San Francisco Mission Burritio
The origins of the Mission burrito or Mission-style burrito can be traced back to San Francisco, in the Mission District taquerías of the 1960s and 1970s. This type of burrito is produced on a steam table assembly line, and is characterized by a large stuffed flour tortilla wrapped in aluminum foil, and may include fillings such as carne asada (beef), Mexican-style rice, whole beans (not refritos), sour cream and onion.

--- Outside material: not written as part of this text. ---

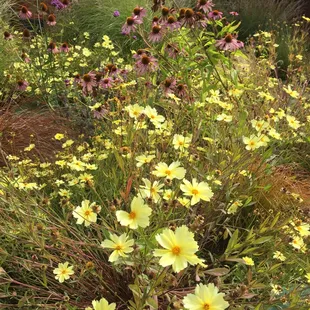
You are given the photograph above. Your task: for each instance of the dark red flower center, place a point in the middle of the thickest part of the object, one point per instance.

  • Febronio Ontiveros claims to have offered the first retail burrito in San Francisco in 1961 at El Faro ("The Lighthouse"), a corner grocery store on Folsom Street.

San Diego
San Diego-style burritos include "California burritos" and carne asada burritos. The style has been described by food writers as an "austere meal of meat, cheese and salsa", a contrast to the Mission-style burrito, which is typically larger and always contains more ingredients.[25] A significant subgroup of Mexican restaurants in San Diego serves burritos described as "no-frills" and, in contrast to Mission-style burritos, the assembly line is not used.

  • The California burrito originated at an unknown -berto's named restaurant in San Diego in the 1980s.

Wikipedia In the early 1960s, Roberto Robledo opened a tortilleria in San Diego and learned the restaurant business. Robledo began selling small bean burritos (or burrititos) at La Lomita in the late 1960s, and by 1970, he had established the first Roberto's Taco Shop. By 1999, Roberto's restaurants had expanded to a chain of 60 taco shops offering fresh burritos known for their distinctive quality. Hoping to draw on the prestige of Roberto's, new taco shops in San Diego began using the "-bertos" suffix, with names like Alberto's, Filiberto's, Hilberto's, and others.

Los Angeles
The burrito of L.A. itself can take multiple forms, but is almost always dominated by some combination of: refried beans, meat (often stewed beef or chili), and cheese (usually cheddar), with rice and other ingredients typical of Mission burritos offered as add-ons, if at all.

  • The most basic version of this burrito consists of only beans and cheese; beyond this, there are the "green chile" and "red chile" burritos, which may simply mean the addition of chiles or a meatless chile sauce to the plain beans (as at Al & Bea's), meat or cheese as well. Rice, again, is rarely included.

Other Burrito Types

  • Wet burrito - covered with a red chili sauce similar to a red enchilada sauce, with melted shredded cheese on top.
  • Burrito bowl - not technically a burrito despite its name, as it consists of burrito fillings served without the tortilla.
  • Breakfast burrito - take on the American breakfast, is composed of breakfast items, with scrambled eggs, wrapped in a flour tortilla.
  • Chimichanga - a deep-fried burrito
  • Taco - similar to a burrito, but is served open rather than closed, is generally smaller, and is mostly made with corn flour rather than wheat.